Una sfida soprattutto per il domani. Oggi invece è già tempo di risorse biologiche marine, nerbo della ricerca farmacologica e cosmetologica, dalle applicazioni quasi infinite. Alcune specie marine hanno straordinarie proprietà anti-infiammatorie, antalgiche e di rigenerazione dei tessuti, mille volte più potenti della morfina. Le ricadute economiche promettono un eldorado, difficile da stimare ma certo. Tanto che la battaglia per capeggiare il settore è già iniziata. Il deposito di brevetti sulla genetica marina garantisce al titolare l’esclusività di sfruttamento per due decenni. Ma anche qui siamo alle solite, visto che 10 Paesi detengono il 90% dei brevetti. In testa ci sono gli Stati Uniti, seguiti dal Giappone, dalla Germania e dalla Francia. Paradossi delle talassocrazie plutocratiche nordiche, capaci di investire e ricercare nelle acque del Sud, le più ricche di risorse. L’Oceano Indiano custodisce nei suoi forzieri il 55% delle riserve mondiali di petrolio, il 60% di uranio, l’80% dei diamanti, il 40% del gas e il 40% dell’oro. Parliamo di una via di transito cruciale, sorta di trampolino verso il cuore dinamico del Sud-Est asiatico, nuovo centro del potere geopolitico mondiale, a Est del Rimland. Le linee marittimo-commerciali che lo solcano sono in pieno fermento per le azioni di pirateria e per le prospettive aperte dalle megainiziative economiche cinesi di una via marittima della Seta per il XXI secolo e con l’omologa terrestre euro-asiatica, entrambe tese a massimizzare l’influenza di Pechino in Africa e in Europa. In gioco vi sarà il predominio dell’Oceano Indiano, cosa che spiega in buona parte le politiche di Pechino nel mar Cinese meridionale, una somma di rivendicazioni, colpi di mano ed esplorazioni offshore.

La Cina sta cercando di approfittare delle risorse economiche dei mari del Sud. Lo fa talvolta con arroganza. Si sta dotando di nuove piattaforme capaci di operare in fondali di 1.500 metri e perforare fino a 9mila metri. Intorno agli idrocarburi offshore si accenderanno gli animi, per via di confini contesi. Potrà essere il caso dei Balcani, della Croazia e del Montenegro, come del Mediterraneo orientale e del Canale di Mozambico. Una guerra economica frenata oggi solo dal crollo dei prezzi del greggio, che ha reso insostenibili molti progetti marini.

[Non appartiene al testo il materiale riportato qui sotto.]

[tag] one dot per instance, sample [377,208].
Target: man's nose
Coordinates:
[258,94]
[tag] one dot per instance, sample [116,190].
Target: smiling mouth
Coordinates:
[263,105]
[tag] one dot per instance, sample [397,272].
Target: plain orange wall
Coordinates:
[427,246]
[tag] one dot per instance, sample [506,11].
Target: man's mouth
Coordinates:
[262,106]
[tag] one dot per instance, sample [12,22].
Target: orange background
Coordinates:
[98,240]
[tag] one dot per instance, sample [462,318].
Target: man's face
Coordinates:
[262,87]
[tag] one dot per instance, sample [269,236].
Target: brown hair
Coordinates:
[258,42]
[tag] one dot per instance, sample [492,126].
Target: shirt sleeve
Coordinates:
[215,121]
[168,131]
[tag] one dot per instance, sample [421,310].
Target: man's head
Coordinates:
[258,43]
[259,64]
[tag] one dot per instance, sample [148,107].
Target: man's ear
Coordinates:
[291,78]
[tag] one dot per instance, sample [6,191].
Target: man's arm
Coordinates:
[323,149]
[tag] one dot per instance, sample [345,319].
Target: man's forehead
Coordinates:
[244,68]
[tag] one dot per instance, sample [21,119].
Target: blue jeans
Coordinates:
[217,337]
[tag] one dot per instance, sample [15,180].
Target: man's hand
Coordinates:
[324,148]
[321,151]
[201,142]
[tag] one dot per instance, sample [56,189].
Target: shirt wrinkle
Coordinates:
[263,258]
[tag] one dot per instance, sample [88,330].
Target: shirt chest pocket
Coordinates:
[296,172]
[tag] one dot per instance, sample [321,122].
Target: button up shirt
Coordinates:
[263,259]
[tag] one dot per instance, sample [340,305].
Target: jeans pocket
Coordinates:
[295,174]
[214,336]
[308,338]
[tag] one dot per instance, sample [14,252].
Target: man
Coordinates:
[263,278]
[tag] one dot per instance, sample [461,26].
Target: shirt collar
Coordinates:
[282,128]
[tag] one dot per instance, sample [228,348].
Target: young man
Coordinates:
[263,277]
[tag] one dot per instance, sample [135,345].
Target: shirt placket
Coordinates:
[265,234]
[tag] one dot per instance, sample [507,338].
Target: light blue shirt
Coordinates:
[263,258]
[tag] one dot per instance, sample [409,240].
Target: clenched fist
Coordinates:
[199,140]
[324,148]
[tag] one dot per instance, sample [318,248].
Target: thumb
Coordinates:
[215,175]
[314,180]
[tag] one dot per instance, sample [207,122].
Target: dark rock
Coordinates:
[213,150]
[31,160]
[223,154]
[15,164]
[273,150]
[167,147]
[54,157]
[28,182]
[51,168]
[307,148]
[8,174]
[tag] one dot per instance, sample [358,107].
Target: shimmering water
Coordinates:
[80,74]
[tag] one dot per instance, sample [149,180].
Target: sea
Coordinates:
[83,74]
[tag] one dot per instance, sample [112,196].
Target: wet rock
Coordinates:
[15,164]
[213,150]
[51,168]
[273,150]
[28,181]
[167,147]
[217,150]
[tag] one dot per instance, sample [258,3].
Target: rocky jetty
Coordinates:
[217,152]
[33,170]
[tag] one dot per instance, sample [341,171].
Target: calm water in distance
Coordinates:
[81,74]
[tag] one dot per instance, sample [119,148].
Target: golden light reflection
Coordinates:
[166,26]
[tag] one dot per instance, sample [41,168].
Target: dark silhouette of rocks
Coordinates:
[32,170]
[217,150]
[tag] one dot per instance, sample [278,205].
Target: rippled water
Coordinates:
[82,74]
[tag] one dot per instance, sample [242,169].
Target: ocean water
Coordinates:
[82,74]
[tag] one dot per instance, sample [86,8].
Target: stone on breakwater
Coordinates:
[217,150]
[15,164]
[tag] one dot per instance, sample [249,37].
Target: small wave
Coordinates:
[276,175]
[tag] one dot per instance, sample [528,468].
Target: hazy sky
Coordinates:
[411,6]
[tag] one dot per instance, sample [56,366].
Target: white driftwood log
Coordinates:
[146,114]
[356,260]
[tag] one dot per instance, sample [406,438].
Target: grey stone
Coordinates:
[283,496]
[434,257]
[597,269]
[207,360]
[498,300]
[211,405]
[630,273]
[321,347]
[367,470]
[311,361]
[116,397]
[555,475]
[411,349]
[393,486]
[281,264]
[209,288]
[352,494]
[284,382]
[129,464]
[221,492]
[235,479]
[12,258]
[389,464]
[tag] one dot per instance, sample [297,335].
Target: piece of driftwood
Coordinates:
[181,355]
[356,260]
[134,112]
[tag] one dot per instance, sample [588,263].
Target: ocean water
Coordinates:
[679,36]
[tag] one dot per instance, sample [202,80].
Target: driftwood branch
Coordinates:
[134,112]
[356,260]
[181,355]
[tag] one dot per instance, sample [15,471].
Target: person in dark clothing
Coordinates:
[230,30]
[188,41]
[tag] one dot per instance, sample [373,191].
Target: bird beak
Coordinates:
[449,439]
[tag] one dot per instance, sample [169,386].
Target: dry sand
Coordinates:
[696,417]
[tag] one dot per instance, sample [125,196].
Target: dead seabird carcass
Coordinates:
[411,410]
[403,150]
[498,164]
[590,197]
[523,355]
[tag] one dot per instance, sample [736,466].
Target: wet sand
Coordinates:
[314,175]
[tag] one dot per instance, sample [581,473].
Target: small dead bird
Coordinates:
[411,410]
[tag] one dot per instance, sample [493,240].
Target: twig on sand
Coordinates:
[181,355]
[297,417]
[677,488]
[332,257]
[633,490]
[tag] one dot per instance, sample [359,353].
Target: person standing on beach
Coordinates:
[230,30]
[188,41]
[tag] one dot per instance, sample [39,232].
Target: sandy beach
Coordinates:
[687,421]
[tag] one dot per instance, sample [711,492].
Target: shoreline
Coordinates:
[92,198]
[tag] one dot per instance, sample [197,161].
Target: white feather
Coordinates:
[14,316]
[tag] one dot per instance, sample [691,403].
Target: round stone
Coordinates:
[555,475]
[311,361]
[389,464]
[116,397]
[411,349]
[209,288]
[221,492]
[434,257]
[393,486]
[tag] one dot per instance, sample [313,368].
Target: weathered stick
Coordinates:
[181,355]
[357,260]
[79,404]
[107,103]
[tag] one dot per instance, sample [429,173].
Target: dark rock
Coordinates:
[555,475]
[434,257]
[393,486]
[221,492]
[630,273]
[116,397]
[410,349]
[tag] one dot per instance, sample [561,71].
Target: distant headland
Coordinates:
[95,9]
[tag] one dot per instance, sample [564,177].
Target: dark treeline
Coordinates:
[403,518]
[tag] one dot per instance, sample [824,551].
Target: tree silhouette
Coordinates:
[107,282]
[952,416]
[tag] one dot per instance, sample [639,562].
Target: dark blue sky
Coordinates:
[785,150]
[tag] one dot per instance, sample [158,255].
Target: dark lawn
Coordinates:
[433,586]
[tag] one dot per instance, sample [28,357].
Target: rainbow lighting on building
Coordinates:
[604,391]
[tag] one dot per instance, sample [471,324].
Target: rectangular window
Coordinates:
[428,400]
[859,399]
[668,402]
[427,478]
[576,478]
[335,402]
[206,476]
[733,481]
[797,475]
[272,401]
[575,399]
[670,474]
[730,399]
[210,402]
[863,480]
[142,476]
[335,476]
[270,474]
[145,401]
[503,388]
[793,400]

Altri invece stanno decollando. È il caso delle energie marine rinnovabili, la nuova frontiera pulita, galvanizzata dagli accordi sul clima. Tira aria di affari intorno allo sfruttamento dei venti, delle maree, delle correnti, e delle tecnologie osmotiche e termiche del mare. L’Enea è in prima fila. Come l’Europa intera, che nel 2014 ha pubblicato una strategia per 'realizzare il potenziale dell’energia oceanica, nel mare e negli oceani, all’orizzonte 2020 e oltre'. Occorrerà la massima cautela climatica e naturalistica per tutelare questo ecosistema fragile, res communis messa a dura prova dall’esplosione della curva demografica e dalla sua massima concentrazione entro i 100 chilometri dalle coste planetarie. È ora di fare degli oceani un mare nostrum globale e irenico, come auspicato da Papa Francesco.